Theoretical analysis on the total pressure gain of rotating detonation systems

Abstract

To achieve the positive total pressure gain of the aerospace propulsion system is one of the critical issues for the application of rotating detonation. This study conducts a theoretical analysis on the total pressure gain (PG) of a rotating detonation system (RDS) composed of the isolator, anti-backflow zone and detonation combustor, with the system inlet Mach number of Ma2. The impact of the reverse oblique shock wave (ROSW) on the system performance is emphasized. The definition of PG is based on the mass-weighted average pressure (MAP).
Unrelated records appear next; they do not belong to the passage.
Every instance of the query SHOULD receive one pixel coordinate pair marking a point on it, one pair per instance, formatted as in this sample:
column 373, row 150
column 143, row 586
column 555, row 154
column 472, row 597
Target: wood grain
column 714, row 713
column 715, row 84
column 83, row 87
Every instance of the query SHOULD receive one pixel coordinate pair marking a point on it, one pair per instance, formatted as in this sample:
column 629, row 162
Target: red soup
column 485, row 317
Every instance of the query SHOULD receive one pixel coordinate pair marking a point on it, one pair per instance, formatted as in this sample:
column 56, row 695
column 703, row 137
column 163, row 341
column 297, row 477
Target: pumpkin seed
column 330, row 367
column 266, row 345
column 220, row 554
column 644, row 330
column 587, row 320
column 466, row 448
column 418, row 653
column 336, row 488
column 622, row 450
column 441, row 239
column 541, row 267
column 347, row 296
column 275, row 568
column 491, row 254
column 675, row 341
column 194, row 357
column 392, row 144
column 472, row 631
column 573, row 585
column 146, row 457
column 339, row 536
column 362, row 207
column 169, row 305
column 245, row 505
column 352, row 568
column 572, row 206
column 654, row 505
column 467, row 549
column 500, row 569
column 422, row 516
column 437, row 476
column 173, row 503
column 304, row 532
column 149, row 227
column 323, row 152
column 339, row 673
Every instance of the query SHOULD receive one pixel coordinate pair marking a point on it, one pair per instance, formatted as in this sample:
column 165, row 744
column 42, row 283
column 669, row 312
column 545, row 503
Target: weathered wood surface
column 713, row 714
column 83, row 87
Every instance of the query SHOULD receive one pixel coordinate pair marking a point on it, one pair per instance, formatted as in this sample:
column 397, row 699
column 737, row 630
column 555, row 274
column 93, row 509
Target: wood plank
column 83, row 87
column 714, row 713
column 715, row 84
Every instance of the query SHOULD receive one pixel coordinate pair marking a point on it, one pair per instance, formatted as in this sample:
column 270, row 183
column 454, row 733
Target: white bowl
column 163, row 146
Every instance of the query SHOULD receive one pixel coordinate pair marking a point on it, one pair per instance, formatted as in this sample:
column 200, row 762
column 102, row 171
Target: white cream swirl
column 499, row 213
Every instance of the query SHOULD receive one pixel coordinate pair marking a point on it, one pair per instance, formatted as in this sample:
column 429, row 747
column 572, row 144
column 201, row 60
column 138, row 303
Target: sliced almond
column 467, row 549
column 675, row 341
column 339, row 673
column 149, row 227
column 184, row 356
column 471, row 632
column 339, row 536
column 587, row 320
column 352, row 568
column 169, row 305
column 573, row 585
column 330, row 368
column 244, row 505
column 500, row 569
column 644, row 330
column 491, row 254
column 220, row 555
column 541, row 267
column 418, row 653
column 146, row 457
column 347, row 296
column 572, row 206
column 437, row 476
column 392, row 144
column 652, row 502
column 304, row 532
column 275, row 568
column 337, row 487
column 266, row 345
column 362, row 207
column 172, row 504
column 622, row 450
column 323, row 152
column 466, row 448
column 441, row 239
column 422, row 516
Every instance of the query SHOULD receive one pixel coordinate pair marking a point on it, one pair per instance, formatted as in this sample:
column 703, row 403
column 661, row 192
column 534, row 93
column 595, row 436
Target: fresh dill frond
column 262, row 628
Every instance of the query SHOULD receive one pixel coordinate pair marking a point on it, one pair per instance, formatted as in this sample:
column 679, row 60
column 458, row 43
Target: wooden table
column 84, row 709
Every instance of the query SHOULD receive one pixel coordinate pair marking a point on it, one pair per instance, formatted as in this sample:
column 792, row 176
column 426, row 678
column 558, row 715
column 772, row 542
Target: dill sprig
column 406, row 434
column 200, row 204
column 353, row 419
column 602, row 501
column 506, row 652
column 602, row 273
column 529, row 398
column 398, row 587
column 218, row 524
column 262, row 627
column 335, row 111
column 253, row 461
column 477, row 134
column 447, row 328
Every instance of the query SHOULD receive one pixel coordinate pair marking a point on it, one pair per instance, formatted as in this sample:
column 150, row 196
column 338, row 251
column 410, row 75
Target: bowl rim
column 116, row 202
An estimation method for PG is proposed, which is related to the inlet parameters and system anti-backflow capability. The approximate range of PG for the typical RDS and the parameter influence law are thus obtained. Results show that there is no guarantee that a positive PG can be achieved for the RDS. The theoretical upper limit PGmax is obtained when the ideal detonation cycle is realized, and its value mainly depends the reactant activity. The theoretical lower limit PGmin is mainly related to Ma2 and the area ratio of system inlet and outlet, and a specific range of Ma2 exists so that PGmin ≥ 0. When the ideal check valve (ICV) is employed, which can completely suppress the ROSW and cause no total pressure loss in the anti-backflow zone, the PGICV first increases and then decreases with the increase of Ma2, and reaches a maximum value when Ma2 approaches 1. For a general RDS, PG is always less than PGICV. The calculation example shows that for the stoichiometric C10H20/air mixture, the range of PG is ranged in (-1, 3). Eventually, two key approaches are needed to realize the positive PG of RDS, namely employing the ideal check valve, and making Ma2 approach 1 that is achieving the maximum inlet mass flux. The present study is guidable for the RDS design in practice.